When using the A. gambiae proteome, there is a significant decrease in the size of the overlaps between the baseline and the two approaches, consistent with the drop in sensitivity observed in Fig. 2. The two approaches are similarly sensitive (25 calls by our approach vs. 27 by assembly-based) while our method is more precise (25 out of 34 calls by our approach vs. 27 out of 46 calls by assembly-based).
Avoiding assembly dramatically reduces running time and memory usage
All the experiments above were carried out on a system with Intel Xeon Silver 4114 Processor with 10 cores and 20 threads. For the real dataset E-MTAB-8090 which contains roughly 110 million pairs of cleaned reads, de-novo assembly alone took more than 24 hours.
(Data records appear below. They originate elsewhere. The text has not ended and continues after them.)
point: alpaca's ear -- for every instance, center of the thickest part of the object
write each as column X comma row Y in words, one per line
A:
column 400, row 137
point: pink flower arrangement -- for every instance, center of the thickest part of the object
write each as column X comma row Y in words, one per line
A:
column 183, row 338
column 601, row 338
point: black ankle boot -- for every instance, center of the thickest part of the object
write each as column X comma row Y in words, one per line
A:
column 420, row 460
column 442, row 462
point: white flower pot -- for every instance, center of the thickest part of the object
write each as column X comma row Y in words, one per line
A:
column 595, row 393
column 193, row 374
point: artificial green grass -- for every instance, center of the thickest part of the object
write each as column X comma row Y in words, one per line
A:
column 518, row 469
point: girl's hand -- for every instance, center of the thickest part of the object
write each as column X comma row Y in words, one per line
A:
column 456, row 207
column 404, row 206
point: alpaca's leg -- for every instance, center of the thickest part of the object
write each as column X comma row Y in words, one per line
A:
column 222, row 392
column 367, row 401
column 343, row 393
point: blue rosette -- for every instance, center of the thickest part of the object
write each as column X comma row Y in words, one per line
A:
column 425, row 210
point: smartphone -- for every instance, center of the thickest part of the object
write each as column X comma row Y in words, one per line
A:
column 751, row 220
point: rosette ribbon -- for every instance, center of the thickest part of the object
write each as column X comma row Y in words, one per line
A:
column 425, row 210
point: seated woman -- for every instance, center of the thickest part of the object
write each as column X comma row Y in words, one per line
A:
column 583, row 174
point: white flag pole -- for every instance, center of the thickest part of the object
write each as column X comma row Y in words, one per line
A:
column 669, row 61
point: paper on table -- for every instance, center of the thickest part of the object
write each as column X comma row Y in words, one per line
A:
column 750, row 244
In contrast, DNA-protein alignment, which is the most compute-intensive part of our pipeline, takes less than 20 minutes per sample containing roughly 20 million pairs of reads, using 20 threads. While the de-novo assembly had a massive peak memory usage of ∼ 65 Gbytes, the memory requirement of our method is dominated by the size of the proteome index, which was just ∼ 33 Mbytes for the mosquito proteome. In general, the index size is roughly 5×n bytes, where n is the length of the proteome.